MathiasGruber · MathiasGruber · commit 9424d9627416 · 2019-03-30T09:33:43.000+01:00
diff --git a/REPORT.md b/REPORT.md
@@ -1,7 +1,7 @@
 # Tennis Game Report
 
 ## Learning Algorithm
-I've based my implementation on the multi agent deep deterministic gradient method (MADDPG), [see paper](https://arxiv.org/abs/1706.02275). MADDPG is extension of the single agent DDPG algorithm I used during the [reacher project](https://github.com/MathiasGruber/ReacherAgent-PyTorch). The DDPG agent is an actor-critic method, which has been shown to perform well in environments with a continuous action space, which are not well handled by the DQN algorithm and its various extensions. The algorithm consists of two neural networks, the *actor* and the *critic*, where the *actor* is used to approximate the optimal deterministic policy, while the *critic* learns to evaluate the optimal action-value function based on actions from the *actor*. The idea is thus that the *actor* is used for specifying actions *a*, while the *critic* calculates a temporal difference error (TD error) that criticizes the actions made by the *actor*. In the case of multiple agents, i.e. the MADDPG algorithm, the critic is given information about the state and action from all agents, whereas the actors are only given information pertaining to the agent in question, meaning that at inference time it can act independently of the other agents.

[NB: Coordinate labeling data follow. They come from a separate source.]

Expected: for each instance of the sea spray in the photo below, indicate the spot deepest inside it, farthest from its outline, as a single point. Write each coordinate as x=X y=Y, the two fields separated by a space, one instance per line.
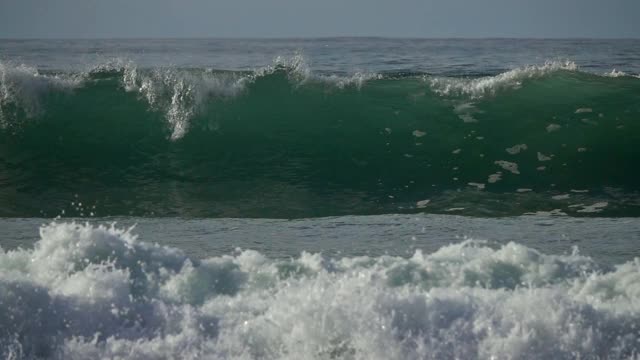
x=466 y=300
x=202 y=142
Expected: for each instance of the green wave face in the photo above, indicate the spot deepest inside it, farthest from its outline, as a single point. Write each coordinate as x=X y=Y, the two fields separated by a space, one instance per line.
x=283 y=143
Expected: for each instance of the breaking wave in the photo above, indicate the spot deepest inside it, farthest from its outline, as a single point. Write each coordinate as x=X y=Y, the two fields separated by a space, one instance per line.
x=466 y=300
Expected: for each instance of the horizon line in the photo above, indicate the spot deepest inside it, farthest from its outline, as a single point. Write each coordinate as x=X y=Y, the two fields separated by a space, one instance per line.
x=319 y=38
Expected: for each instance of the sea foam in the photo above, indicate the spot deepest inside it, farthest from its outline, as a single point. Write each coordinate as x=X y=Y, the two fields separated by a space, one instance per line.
x=88 y=292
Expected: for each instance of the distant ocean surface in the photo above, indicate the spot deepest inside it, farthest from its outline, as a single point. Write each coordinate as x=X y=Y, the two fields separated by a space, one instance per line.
x=347 y=198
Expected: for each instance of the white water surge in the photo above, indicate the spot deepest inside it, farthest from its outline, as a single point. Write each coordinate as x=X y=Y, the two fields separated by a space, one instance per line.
x=86 y=292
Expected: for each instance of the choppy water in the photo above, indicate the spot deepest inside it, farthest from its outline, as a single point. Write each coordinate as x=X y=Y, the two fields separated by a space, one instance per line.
x=415 y=149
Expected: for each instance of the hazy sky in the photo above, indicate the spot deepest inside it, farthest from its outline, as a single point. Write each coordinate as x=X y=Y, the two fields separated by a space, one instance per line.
x=314 y=18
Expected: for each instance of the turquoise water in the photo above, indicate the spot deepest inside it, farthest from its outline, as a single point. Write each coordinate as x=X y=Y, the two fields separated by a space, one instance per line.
x=319 y=199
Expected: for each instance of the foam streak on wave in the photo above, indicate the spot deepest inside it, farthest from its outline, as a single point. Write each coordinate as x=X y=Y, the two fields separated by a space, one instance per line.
x=468 y=300
x=490 y=85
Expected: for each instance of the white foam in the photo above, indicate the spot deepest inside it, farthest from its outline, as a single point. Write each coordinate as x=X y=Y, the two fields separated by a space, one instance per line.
x=488 y=86
x=98 y=292
x=23 y=88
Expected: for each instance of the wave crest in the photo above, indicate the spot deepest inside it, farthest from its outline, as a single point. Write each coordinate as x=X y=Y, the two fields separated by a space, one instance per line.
x=468 y=300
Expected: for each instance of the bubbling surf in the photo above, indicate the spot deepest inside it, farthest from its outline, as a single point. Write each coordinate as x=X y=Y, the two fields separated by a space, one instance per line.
x=88 y=291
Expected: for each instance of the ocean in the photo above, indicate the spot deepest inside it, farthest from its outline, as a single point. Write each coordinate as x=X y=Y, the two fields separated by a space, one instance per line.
x=338 y=198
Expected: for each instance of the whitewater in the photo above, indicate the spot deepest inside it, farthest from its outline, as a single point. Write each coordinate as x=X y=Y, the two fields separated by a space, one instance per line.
x=338 y=198
x=85 y=291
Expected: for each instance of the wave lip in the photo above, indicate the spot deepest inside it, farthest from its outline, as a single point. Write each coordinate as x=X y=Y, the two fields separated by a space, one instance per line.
x=479 y=87
x=469 y=300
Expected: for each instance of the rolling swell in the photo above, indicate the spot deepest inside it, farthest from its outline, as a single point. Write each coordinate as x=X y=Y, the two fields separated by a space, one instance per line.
x=285 y=142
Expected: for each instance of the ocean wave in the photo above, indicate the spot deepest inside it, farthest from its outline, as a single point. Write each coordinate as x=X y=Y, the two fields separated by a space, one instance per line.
x=316 y=144
x=466 y=300
x=479 y=87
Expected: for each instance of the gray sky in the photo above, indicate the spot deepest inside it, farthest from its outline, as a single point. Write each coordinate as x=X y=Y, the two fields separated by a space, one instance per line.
x=315 y=18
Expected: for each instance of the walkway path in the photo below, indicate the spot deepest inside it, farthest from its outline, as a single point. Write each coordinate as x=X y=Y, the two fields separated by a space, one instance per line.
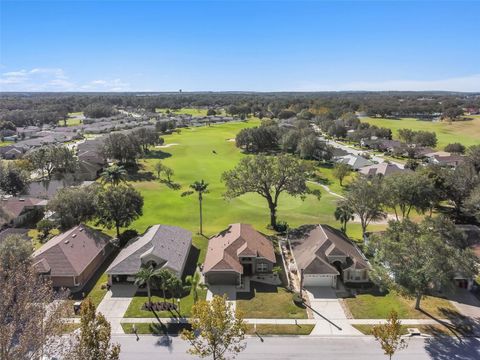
x=330 y=319
x=115 y=303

+I've based my implementation on the multi agent deep deterministic gradient method (MADDPG), [see paper](https://arxiv.org/abs/1706.02275). MADDPG is extension of the single agent DDPG algorithm I used during the [reacher project](https://github.com/MathiasGruber/ReacherAgent-PyTorch). The DDPG agent is an actor-critic method, which has been shown to perform well in environments with a continuous action space, which are not well handled by the DQN algorithm and its various extensions. The algorithm consists of two neural networks, the *actor* and the *critic*, where the *actor* is used to approximate the optimal deterministic policy, while the *critic* learns to evaluate the optimal action-value function based on actions from the *actor*. The idea is thus that the *actor* is used for specifying actions *a*, while the *critic* calculates a temporal difference error (TD error) that criticizes the actions made by the *actor*. In the case of multiple agents, i.e. the MADDPG algorithm, each agent has its own DDPG algorithm, with the critic being given information about the state and action from all agents, whereas the actors are only given information pertaining to the agent in question, meaning that at inference time it can act independently of the other agents.
 
 Following the same convergence arguments as found in the DQN algorithm, DDPG actually employs 4 neural networks; a local actor, a target actor, a local critic and a target critic. In addition, we also need to employ replay buffer in order to account for temporal sample correlation, and we use a so-called 'soft update' mechanism to update the weights of the target networks slowly - i.e. we continously slowly update the target networks based on the parameters in the local networks. In this solution, I've also implemented prioritized experience replay for DDPG, which works exactly the same as the implementation for DQN.